El hombre que daba portazos

Luís Pousa Rodríguez
Luís Pousa FARRAPOS DE GAITA

OPINIÓN

28 sep 2014 . Actualizado a las 05:00 h.

La de dimisionario es una profesión sobrevalorada. Tal vez por su escasez estadística o quizás porque los periodistas cada vez que acariciamos o aporreamos el teclado -cada uno toca el teclado como lo que es- tenemos sueños húmedos con hacer dimitir a alguien. A quien sea. Es una obsesión periodística como otra cualquiera. Otros sueñan con fundar una escuela literaria o entrar gratis en los partidos de fútbol y los conciertos de Shakira. Cuestión de prioridades.

Todo viene, claro, del Watergate y, sobre todo, de la peli del Watergate, que llevó a mucha gente a una vocación equivocada, porque se creyeron de verdad que el periodismo era ir por la vida provocando dimisiones a diestro y siniestro y luego se encontraron, con suerte, haciendo una entrevista de baño y masaje a un entrenador de Regional Preferente.
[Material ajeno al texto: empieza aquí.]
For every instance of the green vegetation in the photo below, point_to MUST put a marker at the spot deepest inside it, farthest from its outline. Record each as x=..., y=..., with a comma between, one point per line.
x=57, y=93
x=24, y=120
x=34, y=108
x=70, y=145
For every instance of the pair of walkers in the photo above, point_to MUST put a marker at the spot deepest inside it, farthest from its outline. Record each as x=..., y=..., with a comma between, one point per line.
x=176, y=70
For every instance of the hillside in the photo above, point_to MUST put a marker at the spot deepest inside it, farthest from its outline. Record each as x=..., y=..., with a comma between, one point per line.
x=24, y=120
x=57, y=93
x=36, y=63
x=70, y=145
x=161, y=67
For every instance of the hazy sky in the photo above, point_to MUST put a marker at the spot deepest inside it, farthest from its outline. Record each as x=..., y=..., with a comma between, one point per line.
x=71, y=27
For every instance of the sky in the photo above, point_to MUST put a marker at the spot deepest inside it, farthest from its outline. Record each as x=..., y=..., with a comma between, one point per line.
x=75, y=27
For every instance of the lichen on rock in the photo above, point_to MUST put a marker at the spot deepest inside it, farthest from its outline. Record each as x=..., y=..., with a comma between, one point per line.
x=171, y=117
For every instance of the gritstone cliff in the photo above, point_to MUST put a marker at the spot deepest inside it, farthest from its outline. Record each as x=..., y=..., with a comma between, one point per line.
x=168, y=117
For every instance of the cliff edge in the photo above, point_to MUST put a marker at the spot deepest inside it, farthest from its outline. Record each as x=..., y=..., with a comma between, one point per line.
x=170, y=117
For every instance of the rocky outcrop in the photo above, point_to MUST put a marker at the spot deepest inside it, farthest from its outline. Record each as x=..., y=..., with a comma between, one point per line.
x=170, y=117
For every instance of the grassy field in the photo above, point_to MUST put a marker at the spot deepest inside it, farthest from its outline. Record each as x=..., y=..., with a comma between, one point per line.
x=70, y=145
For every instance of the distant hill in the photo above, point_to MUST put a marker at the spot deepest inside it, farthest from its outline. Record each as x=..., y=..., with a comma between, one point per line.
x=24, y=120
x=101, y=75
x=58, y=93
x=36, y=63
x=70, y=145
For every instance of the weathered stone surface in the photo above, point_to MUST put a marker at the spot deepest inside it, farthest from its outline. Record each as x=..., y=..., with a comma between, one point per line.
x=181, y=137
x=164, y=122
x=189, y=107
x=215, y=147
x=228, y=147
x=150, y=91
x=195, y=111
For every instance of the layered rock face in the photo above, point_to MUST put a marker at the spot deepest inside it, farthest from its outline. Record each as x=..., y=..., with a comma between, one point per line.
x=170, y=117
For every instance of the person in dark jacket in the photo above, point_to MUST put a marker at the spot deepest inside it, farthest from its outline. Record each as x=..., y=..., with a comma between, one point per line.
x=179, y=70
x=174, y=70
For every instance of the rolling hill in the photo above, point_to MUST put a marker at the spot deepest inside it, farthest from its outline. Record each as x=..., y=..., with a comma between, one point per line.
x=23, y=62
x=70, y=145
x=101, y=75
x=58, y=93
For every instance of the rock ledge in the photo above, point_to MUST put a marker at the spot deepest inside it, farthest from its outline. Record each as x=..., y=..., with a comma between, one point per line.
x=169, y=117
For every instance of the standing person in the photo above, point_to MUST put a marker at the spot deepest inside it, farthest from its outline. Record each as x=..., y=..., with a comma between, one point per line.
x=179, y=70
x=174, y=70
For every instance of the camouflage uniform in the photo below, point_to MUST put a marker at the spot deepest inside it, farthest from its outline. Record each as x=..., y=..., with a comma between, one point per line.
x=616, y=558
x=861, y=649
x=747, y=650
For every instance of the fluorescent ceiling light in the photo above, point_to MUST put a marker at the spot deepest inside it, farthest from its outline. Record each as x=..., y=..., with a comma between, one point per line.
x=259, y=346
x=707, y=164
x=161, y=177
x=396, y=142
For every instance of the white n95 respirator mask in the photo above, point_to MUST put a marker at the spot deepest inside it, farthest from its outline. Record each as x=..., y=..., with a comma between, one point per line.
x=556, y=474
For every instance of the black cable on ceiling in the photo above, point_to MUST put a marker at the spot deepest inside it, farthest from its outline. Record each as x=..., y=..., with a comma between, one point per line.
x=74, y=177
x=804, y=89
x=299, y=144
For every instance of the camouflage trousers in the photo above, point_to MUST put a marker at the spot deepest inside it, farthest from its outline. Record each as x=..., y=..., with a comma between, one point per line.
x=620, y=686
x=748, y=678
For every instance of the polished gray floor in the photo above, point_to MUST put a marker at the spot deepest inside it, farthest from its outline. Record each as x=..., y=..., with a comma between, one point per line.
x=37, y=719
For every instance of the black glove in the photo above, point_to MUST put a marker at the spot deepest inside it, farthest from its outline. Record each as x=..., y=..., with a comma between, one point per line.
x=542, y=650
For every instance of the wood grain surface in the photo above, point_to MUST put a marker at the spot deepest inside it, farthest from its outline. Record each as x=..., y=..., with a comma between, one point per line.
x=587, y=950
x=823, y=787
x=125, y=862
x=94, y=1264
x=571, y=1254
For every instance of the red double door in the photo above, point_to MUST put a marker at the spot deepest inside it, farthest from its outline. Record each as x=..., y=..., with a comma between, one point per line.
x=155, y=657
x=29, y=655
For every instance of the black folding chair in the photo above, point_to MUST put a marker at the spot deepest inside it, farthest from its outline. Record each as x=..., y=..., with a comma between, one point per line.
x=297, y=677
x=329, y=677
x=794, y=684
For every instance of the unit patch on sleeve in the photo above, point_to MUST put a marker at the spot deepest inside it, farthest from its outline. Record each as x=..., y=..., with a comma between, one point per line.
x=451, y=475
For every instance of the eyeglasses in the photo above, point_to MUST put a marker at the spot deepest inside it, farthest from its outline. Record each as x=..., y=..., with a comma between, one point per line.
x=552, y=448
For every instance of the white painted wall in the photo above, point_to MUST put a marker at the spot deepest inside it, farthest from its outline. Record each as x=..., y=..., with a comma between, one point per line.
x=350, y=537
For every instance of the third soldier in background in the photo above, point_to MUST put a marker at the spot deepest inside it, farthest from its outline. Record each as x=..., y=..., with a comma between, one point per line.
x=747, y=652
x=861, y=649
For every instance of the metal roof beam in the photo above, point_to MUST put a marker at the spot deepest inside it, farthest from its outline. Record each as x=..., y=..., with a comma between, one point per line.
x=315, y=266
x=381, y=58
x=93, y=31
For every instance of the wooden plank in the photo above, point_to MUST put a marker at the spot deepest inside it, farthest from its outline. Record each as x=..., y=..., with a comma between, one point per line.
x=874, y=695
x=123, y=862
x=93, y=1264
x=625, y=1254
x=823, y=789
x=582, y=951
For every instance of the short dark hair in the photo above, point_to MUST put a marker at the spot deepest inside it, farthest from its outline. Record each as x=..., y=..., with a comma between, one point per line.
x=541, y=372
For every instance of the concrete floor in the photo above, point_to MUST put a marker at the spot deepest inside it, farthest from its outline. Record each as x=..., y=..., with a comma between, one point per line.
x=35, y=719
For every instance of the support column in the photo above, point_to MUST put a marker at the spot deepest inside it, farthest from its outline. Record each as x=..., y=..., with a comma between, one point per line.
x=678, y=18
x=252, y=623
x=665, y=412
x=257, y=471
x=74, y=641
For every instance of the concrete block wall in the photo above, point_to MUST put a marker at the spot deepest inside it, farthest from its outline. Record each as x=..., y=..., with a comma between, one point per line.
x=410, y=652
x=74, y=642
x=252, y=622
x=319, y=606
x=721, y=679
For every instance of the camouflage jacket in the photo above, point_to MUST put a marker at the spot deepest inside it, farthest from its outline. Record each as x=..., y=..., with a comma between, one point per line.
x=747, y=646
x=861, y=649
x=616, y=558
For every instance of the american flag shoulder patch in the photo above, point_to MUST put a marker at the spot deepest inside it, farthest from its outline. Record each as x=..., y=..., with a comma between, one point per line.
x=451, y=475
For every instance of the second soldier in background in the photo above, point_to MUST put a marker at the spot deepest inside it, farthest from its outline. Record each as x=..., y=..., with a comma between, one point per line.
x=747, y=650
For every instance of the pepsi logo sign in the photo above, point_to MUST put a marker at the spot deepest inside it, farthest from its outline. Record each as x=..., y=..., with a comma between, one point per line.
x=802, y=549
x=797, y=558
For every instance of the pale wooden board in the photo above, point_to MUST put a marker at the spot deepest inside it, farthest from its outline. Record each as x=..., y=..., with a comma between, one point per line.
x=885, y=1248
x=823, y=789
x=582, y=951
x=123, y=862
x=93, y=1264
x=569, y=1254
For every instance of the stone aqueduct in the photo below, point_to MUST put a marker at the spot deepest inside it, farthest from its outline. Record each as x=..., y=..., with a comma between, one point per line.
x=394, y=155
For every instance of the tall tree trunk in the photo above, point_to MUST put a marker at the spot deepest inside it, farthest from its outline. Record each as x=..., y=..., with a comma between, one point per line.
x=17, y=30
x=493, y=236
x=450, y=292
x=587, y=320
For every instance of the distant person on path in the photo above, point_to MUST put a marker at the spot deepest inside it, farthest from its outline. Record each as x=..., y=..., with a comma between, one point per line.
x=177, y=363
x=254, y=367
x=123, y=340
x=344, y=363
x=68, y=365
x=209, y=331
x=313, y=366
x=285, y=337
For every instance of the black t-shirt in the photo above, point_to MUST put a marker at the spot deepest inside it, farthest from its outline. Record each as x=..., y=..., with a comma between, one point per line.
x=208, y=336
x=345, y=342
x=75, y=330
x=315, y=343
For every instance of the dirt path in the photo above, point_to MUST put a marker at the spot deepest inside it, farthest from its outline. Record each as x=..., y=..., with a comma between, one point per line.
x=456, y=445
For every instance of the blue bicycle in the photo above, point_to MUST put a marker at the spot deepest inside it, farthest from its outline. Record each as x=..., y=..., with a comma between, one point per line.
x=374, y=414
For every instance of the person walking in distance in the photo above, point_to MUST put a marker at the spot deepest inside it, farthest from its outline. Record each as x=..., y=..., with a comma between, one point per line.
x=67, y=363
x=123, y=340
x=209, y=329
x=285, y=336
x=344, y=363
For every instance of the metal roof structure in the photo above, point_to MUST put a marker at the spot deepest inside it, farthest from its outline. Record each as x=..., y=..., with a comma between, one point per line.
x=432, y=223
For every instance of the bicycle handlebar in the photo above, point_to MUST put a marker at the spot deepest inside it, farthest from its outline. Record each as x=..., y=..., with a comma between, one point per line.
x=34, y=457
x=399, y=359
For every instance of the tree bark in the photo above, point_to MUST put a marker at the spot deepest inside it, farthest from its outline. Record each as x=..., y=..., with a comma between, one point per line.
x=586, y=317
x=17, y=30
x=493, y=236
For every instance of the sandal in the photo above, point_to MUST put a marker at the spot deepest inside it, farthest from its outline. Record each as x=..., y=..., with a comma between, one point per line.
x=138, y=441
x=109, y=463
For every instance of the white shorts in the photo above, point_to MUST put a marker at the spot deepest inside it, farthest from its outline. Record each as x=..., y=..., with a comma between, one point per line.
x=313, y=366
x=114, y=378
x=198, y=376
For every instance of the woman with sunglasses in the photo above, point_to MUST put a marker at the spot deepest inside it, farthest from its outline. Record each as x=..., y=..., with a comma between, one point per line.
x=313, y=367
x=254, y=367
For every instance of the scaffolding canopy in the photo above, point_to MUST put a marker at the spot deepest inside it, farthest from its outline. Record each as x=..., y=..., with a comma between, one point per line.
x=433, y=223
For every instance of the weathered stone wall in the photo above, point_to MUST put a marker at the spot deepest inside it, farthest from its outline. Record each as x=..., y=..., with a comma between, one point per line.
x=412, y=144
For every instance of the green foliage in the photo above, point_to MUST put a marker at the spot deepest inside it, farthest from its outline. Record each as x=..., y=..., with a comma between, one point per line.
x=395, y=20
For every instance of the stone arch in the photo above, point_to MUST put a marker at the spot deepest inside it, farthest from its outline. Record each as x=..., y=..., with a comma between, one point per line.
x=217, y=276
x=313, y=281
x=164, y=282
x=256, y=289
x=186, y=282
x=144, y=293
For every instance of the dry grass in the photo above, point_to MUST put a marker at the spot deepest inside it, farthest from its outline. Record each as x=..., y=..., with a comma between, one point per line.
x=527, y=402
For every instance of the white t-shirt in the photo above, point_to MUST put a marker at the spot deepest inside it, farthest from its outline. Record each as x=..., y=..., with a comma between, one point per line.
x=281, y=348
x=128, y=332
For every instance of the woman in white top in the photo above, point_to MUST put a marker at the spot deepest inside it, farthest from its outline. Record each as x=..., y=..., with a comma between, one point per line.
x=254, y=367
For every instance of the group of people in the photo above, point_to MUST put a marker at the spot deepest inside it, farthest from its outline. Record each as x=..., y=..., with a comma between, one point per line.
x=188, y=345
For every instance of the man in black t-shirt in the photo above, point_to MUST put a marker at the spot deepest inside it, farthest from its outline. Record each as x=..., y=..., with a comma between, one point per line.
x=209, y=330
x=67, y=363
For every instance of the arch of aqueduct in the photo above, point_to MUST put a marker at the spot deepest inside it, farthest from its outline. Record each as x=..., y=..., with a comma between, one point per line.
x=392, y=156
Por culpa de esta manía tan nuestra, está dimitiendo todo el mundo. Han dimitido el papa, el rey, el seleccionador nacional de baloncesto, un ministro del Gobierno de España y hasta el presidente de TVE (menos mal que Bob Esponja, que a fin de cuentas es el que importa, resiste aferrado a su espumadera). A este paso le va a dar por dimitir a los presidentes de los equipos de fútbol, aunque para eso igual hay que resucitar a Asimov y su ciencia ficción.

El dimisionario es un ser de leyenda o de la mitología griega. Un superhéroe cuyo único superpoder tangible es su habilidad para dar portazos. Al exministro de Justicia no le gustaba nada tener jefe y por eso siempre andaba amagando con dar el portazo. Ya había amenazado con largarse cuando vio que no estaba en las listas al Congreso del 2008. Ahora ha agarrado la puerta por los goznes, la ha desencajado y se la ha llevado a casa porque no le gusta tener jefe. A él lo que le gustaba era ser el jefe de sí mismo. Por eso fue un alcalde presidencialista y un presidente de la comunidad presidencialista. A lo Miterrand. Los jefes, y no los otros, son el infierno, piensa este heredero de Sartre con pinta de eterno niño chaponcete.

Pero claro, si no te gusta tener jefe y lo que te mola es andar dando portazos por las esquinas, lo mejor es que emigres, como Thoreau, a una cabaña a la orilla del lago Walden y te dediques a cultivar tus legumbres y tus libros.

Con o sin Gallardón, nunca deja de asombrarme la extraña mezcla de Shakespeare, Cervantes y Amanece que no es poco que es este país llamado España. De hecho, creo que a veces a los guionistas de la realidad se les va la mano con España.